In Ethiopia we have strong collaborations with the Addis Ababa University, particularly with the department of Zoological Sciences. Projects involving GC-EAD, lab tests and field tests, including intervention studies are conducted in collaboration with AAU.
In Tanzania, we collaborate with various groups at the University of Dar es Salaam and Mkwawa University. Of particular mention is our collaboration with Dr. Fikira Kimbokota on fruit flies, among other pest insects. Dr Kimbokota has been working in our laboratory in Sweden for over 1 year and will continue to collaborate with us particularly regarding field research on tephritidae.
In Bolivia, we work in close collaboration with the Universidad Major de San Simon. Ilich Figueroa serves as a bridge, being an exchange PhD student from Bolivia. The research conducted focuses particularly on South American invasive and native species, and include lab, semifield and field studies, with a particular aim to develop novel accessible intervention techniques for smallholder farmers against fruit fly damage.
Much of our work involves screening several biological relevant samples for sensory responses and behavior. We are interested in what makes female insects orient towards a source. By using gas chromatography coupled with electroantennographic detection (GC-EAD) we can create extensive databases over compounds that are ‘smelled’ by insects . Those compounds are a key for manipulating insect decision making. This could for example be how a fruit fly evaluate a odor-plume originating from a host plant. By manipulating Tephritidae behavior with odors from natural occurring compounds we aim to attract them and in application be used to disrupt a invasion on ripening horticultural produce. We hope that novel lures developed by our joined efforts can have a positive impact on integrated management of this severe pest.
To be able to disseminate important information we are currently developing several bioinformatic tools that allows us to translate the wast amount of data in to rational decisions. As a co-development we also have designed a 6 choice arena assay that allows us to competitively screen attractive compounds against each other.
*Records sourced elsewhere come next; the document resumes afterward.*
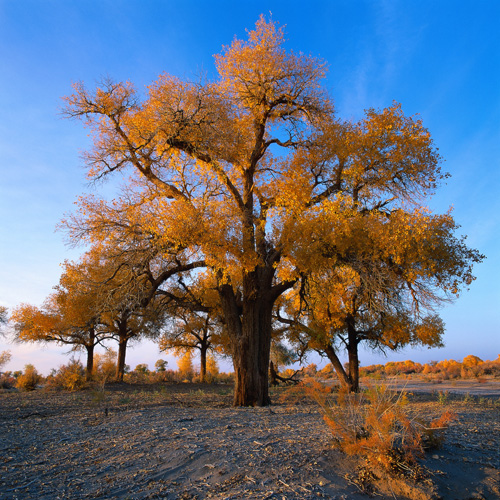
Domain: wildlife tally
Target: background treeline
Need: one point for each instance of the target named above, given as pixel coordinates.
(72, 376)
(471, 366)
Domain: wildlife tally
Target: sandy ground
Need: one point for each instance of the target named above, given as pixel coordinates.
(187, 442)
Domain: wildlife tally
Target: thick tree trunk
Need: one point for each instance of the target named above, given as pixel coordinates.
(337, 366)
(353, 367)
(250, 326)
(122, 350)
(352, 351)
(203, 364)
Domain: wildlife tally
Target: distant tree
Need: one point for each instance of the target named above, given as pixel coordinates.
(190, 331)
(161, 365)
(69, 316)
(3, 318)
(185, 365)
(382, 296)
(5, 357)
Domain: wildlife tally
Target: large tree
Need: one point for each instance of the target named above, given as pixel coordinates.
(228, 172)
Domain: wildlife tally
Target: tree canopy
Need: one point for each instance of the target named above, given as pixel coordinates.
(255, 181)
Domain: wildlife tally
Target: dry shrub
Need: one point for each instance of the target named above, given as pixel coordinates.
(433, 433)
(29, 380)
(376, 425)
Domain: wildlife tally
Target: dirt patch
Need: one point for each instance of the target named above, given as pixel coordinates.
(187, 442)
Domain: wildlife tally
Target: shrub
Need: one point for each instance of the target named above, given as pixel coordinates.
(29, 379)
(376, 425)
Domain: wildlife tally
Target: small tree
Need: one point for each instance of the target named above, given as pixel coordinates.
(3, 318)
(161, 365)
(30, 378)
(5, 357)
(185, 365)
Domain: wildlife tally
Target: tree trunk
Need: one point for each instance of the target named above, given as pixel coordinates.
(337, 366)
(203, 364)
(122, 350)
(353, 367)
(352, 351)
(90, 361)
(273, 374)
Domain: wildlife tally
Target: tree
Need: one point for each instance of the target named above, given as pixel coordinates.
(3, 318)
(384, 297)
(190, 330)
(228, 175)
(185, 365)
(5, 357)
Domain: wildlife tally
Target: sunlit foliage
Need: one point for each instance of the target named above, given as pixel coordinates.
(253, 178)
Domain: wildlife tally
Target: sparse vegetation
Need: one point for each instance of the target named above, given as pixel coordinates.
(29, 380)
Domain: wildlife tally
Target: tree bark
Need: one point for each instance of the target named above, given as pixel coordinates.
(122, 350)
(352, 351)
(337, 366)
(90, 361)
(203, 364)
(250, 327)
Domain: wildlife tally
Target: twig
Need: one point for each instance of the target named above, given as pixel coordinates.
(21, 487)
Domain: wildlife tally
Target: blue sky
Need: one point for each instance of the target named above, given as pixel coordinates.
(440, 59)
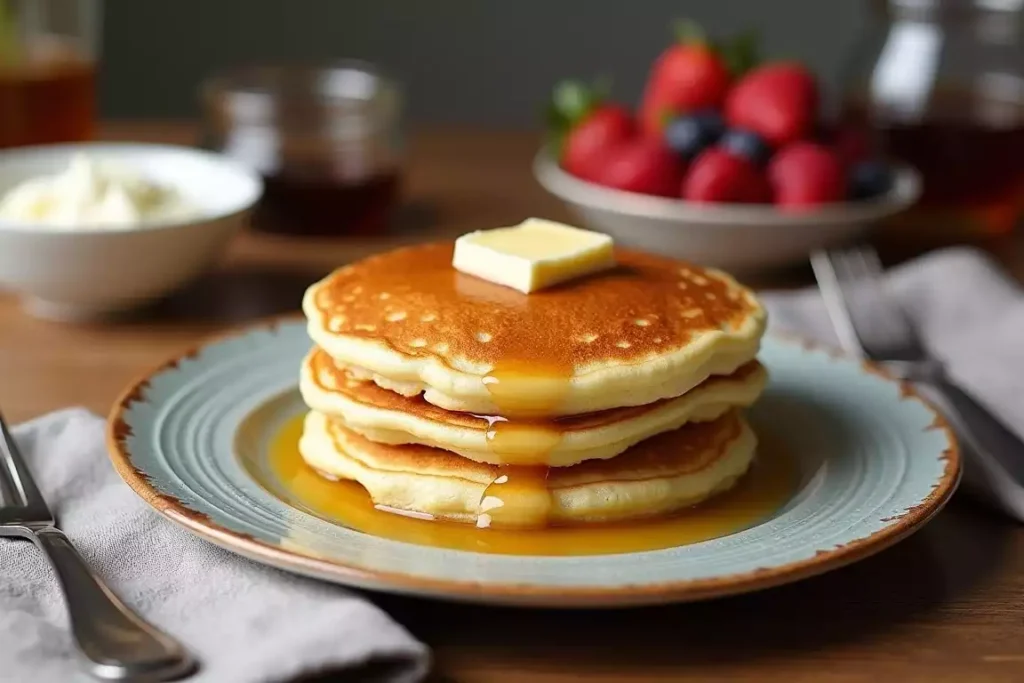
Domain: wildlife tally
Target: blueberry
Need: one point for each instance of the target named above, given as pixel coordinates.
(868, 179)
(687, 135)
(747, 144)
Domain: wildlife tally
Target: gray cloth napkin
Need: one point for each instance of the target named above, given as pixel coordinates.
(245, 622)
(970, 314)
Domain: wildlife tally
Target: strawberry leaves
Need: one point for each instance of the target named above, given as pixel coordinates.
(570, 102)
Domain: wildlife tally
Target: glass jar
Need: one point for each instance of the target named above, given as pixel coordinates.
(48, 51)
(940, 85)
(326, 139)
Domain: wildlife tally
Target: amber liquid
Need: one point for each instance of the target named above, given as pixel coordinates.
(763, 491)
(325, 206)
(48, 101)
(971, 157)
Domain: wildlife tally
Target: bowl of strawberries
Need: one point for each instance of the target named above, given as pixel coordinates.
(726, 161)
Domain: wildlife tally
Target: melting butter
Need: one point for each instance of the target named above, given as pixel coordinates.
(534, 255)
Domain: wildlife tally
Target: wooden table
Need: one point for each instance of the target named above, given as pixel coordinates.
(945, 605)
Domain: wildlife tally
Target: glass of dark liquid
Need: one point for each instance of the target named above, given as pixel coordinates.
(326, 139)
(48, 50)
(940, 85)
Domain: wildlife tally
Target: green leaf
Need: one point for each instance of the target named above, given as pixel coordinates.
(689, 32)
(572, 99)
(743, 53)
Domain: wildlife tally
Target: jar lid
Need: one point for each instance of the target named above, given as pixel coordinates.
(298, 96)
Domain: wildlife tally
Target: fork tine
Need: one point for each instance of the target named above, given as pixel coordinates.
(858, 271)
(18, 485)
(836, 302)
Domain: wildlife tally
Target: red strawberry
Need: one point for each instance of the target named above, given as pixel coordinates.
(718, 175)
(686, 77)
(805, 174)
(640, 165)
(778, 100)
(603, 128)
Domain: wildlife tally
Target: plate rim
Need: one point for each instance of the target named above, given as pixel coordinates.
(198, 522)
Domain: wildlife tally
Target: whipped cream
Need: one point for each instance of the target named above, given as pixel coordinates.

This setup is currently used in Bolivia, Ethiopia and Sweden.
As important as understanding biological relevance of odors is the ability today to map genes. We are currently mapping olfactory systems in Tephritidae. By doing this we can get a systematic and high resolution map of what is the underlying neuronal paths that constitutes olfaction in these polyphagous pests. In our lab we are currently using transcriptomics, genetic techniques and bioinformatical pipelines to break novel terrain in Tephritidae olfaction research.